The news has raised several question marks about the group’s ease of cross-border movement despite the extensive sorties and the monitoring and intelligence operations of the US-led international coalition. The revelation has led to speculation about ISIS’s future plans, that it will make Anbar its main battlefield, while leaving the entire scene in Syria to the Fatah Army and Al-Nusra Front.

The fall of Ramadi could have been averted had there been some sort of understanding between the central government and Anbar’s Sunni tribal leaders, who demanded weapons to deter ISIS in the same way they dealt with Al-Qaeda eight years ago. In fact, back then, tribal fighters managed to push Al-Qaeda out of their areas after Washington and Baghdad had failed to do so, in fierce battles such as the ones that took place in Fallujah. The government of Haider Al-Abadi did not respond to their calls and declined to comply with the US Congress decision to distribute US weapons directly to the Kurds and Sunni Arabs due to pressure from Shi’ite blocs.

There is much speculation surrounding the reasons behind the attitude of Abadi’s government. Some have said that the government opposes handing out weapons on a sectarian basis, or out of fear for national unity. Others argue that only the government should have access to weapons.

Such reasoning would have been acceptable had it been reflected in reality.

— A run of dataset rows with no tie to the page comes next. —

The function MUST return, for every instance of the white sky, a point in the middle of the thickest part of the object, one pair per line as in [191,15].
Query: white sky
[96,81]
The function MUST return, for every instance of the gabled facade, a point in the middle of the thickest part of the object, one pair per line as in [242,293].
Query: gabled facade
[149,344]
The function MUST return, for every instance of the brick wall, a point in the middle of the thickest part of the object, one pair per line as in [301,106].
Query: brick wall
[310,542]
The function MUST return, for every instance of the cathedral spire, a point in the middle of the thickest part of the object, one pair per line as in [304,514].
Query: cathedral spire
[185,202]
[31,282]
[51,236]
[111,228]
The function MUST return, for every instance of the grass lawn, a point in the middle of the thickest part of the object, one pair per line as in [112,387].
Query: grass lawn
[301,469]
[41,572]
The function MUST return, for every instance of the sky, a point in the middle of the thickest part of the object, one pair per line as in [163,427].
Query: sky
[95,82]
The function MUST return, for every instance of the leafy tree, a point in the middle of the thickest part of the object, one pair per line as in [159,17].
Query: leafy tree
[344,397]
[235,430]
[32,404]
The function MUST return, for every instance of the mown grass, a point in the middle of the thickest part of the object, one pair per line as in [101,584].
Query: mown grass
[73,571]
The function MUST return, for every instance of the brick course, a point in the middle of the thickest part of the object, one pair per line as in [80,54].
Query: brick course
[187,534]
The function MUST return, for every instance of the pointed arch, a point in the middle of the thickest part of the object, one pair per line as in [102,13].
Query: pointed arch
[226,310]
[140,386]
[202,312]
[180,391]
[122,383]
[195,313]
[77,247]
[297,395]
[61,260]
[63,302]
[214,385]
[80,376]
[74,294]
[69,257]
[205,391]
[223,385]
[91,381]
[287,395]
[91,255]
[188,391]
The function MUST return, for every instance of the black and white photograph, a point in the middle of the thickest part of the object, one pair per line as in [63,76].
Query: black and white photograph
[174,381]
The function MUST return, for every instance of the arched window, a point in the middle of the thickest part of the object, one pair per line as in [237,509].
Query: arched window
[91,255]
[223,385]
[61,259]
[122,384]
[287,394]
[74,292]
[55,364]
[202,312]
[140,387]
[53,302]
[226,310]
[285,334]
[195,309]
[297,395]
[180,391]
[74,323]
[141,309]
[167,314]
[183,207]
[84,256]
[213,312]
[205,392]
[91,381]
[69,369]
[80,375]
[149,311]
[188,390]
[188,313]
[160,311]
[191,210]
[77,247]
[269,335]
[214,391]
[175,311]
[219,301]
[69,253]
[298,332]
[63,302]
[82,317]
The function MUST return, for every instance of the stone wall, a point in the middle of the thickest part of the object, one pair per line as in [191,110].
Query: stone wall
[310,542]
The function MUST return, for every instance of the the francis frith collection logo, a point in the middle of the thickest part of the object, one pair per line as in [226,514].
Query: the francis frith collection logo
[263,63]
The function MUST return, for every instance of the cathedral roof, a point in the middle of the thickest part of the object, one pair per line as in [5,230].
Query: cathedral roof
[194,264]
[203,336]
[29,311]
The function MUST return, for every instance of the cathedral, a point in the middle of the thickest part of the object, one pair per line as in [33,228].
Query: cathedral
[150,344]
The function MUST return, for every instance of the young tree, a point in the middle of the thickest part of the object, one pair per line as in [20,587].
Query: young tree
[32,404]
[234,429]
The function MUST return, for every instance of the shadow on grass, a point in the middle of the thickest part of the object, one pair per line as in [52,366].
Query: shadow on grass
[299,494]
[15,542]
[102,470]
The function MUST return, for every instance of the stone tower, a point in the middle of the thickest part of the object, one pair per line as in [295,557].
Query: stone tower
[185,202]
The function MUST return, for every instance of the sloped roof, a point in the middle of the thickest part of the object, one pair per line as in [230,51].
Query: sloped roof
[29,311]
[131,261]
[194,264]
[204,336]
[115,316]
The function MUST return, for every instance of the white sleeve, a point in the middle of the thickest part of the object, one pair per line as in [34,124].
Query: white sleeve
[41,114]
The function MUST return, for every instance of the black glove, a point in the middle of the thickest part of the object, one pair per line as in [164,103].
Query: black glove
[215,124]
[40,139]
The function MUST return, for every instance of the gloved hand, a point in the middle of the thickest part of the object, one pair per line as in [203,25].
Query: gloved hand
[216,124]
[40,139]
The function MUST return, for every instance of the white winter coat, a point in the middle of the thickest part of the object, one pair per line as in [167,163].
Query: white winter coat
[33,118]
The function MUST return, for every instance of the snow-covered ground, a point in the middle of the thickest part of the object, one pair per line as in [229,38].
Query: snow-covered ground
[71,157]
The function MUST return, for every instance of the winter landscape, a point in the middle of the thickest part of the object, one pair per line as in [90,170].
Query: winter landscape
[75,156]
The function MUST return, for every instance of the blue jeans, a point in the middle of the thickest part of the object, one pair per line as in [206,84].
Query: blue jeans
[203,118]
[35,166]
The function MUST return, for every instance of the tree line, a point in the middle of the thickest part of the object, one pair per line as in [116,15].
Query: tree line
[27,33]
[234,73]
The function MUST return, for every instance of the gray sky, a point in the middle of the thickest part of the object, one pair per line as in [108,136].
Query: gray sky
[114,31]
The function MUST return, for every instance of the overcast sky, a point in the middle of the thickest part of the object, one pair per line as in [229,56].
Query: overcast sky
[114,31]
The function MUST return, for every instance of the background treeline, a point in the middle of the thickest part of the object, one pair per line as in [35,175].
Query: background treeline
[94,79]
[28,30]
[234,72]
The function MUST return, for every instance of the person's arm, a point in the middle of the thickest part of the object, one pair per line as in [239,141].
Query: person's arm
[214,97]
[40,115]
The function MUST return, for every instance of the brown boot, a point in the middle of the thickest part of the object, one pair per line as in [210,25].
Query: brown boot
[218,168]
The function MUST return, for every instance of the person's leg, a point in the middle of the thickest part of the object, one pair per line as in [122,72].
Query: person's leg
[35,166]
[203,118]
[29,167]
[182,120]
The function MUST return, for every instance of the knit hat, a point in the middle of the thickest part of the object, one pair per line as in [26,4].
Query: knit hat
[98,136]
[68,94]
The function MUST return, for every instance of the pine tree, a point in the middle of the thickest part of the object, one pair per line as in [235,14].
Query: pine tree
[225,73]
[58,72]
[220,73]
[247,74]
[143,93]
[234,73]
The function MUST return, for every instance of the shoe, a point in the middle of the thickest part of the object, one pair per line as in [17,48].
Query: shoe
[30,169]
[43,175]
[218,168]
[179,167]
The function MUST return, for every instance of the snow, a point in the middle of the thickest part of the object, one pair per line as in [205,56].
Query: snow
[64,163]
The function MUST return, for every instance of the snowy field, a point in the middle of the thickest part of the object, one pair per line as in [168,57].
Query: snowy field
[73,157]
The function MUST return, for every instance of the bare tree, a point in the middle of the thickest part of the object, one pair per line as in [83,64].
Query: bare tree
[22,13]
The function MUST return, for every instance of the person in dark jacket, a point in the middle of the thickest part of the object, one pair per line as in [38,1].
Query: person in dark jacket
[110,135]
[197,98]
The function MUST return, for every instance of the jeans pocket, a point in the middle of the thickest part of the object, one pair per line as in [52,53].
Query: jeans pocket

Instead, the government and some affiliated factions continue to cooperate with an array of Shi’ite militias operating under the Popular Mobilization forces, whose fighters are flooded with weapons and support from Iraq and Iran.

The government’s double standards add more fuel to the fire of sectarianism that is consuming Iraq and further antagonize the country’s Sunni population, which feels it is being marginalized. This will perhaps push more Sunnis to turn a blind eye to ISIS’s advances or even consider joining the radical group’s ranks. The current atmosphere in Iraq is dominated by political bickering, sectarian fears and suspicion—and talk of divisions is becoming normal.

Under these circumstances it is hardly surprising that the fall of Ramadi has generated many conspiracy theories. Government supporters—who had been trying to reassure people that the regular forces and Popular Mobilization forces had been taking the initiative against ISIS following the liberation of Tikrit—explained the fall of Ramadi by accusing Sunni tribes of facilitating ISIS’s entry into their city. On the other side, there are some who think ISIS is being used as a cover for Iran’s growing influence in Iraq. They claim that the Islamic Republic has been extending its influence in Iraq with the tacit knowledge of Washington who has provided it with aerial cover in the name of fighting terrorism. Others considered the fall of Ramadi another step in a plot to divide Iraq, arguing that it would deepen sectarianism and play into the hands of those who advocate a three-state solution. These voices claim that the Kurds may take advantage of the current situation to hold a referendum on independence.

The fall of Ramadi remains as puzzling as the constant spread of ISIS. But what is certain is that Iraq is heading towards disintegration and division.